Perdebatan yang paling dominan akhir-akhir ini adalah teori akuntansi normative
yang identik dengan jargon Das Sein
dan Teori Akuntansi Positif (Das Solen). Dalam
perkembangannya, teori akuntansi positif lahir sebagai antithesis terhadap
teori akuntansi normative yang tidak mampu menjawab beberapa persoalan empirikal
dan tidak dapat menghasilkan teori akuntansi yang siap dipakai didalam praktek
sehari-hari (Januarti, 1997). Sebelum akuntansi positif lahir, pada tahun 1960,
penelitian akuntansi banyak didominasi oleh teori akuntansi normative, sehingga
dalam penyusunan standar akuntansi dan praktek akuntansi lebih bersifat
normative dan preskriftif tanpa melakukan pengujian empiris terhadap metode dan
teknik yang terapkan (Godfrey, at al, 1997). Secara ontologis teori
akuntansi positif mengadopsi paham realis dan sangat menentukan epistomologis
dan metodologis yang digunakan. Secara metodologi, teori akuntansi positif
mengikuti paradigm positivistic dan modern, artinya menggunakan metode seperti
ilmu eksak, dengan demikian teori akuntansi positif bersandar pada maksimalisasi
utilitas yaitu setiap individu memiliki tujuan hanya untuk memenuhi
kepentingannya sendiri (Salampessy, 2007).

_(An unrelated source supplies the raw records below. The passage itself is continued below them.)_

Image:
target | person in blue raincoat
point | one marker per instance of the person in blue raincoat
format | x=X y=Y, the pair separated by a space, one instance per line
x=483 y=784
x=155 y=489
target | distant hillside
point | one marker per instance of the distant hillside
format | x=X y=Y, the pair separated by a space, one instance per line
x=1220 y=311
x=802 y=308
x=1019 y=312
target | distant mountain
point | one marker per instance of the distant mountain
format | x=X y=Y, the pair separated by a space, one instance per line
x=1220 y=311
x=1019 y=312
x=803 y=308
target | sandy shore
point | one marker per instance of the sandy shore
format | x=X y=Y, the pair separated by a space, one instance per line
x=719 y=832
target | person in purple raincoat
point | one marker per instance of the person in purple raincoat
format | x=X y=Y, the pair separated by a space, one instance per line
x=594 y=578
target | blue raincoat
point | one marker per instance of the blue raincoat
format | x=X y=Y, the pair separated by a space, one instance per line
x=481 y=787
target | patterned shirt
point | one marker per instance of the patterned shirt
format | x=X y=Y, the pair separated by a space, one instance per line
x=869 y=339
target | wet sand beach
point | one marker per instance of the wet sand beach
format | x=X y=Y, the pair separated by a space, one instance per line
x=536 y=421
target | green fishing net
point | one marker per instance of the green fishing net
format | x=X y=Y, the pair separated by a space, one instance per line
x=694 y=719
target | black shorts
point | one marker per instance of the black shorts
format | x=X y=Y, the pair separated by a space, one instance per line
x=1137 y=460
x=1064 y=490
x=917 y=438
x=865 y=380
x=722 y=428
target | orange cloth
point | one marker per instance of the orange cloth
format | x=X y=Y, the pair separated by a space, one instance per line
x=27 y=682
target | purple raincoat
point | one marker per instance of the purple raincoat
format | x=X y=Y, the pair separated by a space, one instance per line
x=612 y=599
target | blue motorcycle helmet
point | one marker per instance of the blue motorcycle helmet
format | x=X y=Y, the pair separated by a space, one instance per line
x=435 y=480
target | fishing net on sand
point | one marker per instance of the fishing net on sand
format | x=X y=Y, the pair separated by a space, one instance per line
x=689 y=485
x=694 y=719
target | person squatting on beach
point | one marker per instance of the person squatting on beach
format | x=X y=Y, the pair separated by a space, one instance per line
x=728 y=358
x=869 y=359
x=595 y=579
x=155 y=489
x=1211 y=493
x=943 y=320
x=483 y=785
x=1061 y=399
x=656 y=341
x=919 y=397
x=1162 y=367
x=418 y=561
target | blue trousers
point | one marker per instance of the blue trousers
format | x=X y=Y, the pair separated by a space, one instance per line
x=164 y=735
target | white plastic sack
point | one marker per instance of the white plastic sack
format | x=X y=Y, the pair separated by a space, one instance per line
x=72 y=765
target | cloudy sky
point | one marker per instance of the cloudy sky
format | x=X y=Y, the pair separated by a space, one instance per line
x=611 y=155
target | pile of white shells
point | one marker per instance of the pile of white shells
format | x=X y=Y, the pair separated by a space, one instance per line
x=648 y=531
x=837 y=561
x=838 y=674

Teori normatif dan teori sintaktik menekankan pada penggunaan
rasio dalam mencari kebenaran akuntansi. Pandangan ini dipengaruhi secara kuat
oleh aliran rasionalisme. Sedangkan teori positif dan teori deskriptik
berpandangan bahwa pengetahuan yang sesungguhnya hanya dapat diperloleh dengan
mengamati perilaku akuntan. Pandangan ini dipengaruhi secara kuat oleh aliran
empirisme. Dalam teori positif, pengetahuan yang diperoleh melalui pengamatan
harus diuji lebih jauh lagi dengan menggunakan alat-alat statistic, dengan
demikian Pengetahuan diperoleh dengan pengujian hipotesis (Butar-butar, 2011
Hendriksen dan Sinaga (1994) menjelaskan bahwa
teori-teori normatif bersifat parsial dan dimaksudkan untuk mendukung
kesimpulan mengenai prosedur-prosedur khusus saja, maka ada kebutuhan untuk
mengembangkan kerangka teori akuntansi untuk mendorong pengembangan secara
logis akan prinsip dan praktik akuntansi dan untuk menilai praktik-praktik yang
sedang berjalan. Pergeseran pendekatan yang digunakan dalam membangun teori
akuntansi, dari pendekatan normatif ke pendekatan positif berimplikasi pada
dominasi teori akuntansi positif dalam setiap penelitian akuntansi pada tahun
1970-an, bahkan Fuchs dan Sandoval (2008) menunjukkan dominasi
pemahaman positivistic critic dan memberikan implikasi
untuk desain kurikulum dan tindakan pedagogis. Meskipun demikian, pergeseran teori akuntansi dari yang pendekatan normative ke pendekatan
positif yang terjadi tidak kemudian menjadikan teori akuntansi positif bebas
nilai, sehingga riset empiris dalam teori akuntansi positif cendrung berpijak
pada pendekatan normative (Riduwan, 2007). Hal tersebut senada dengan yang diungkapkan oleh Suwarjono (2012)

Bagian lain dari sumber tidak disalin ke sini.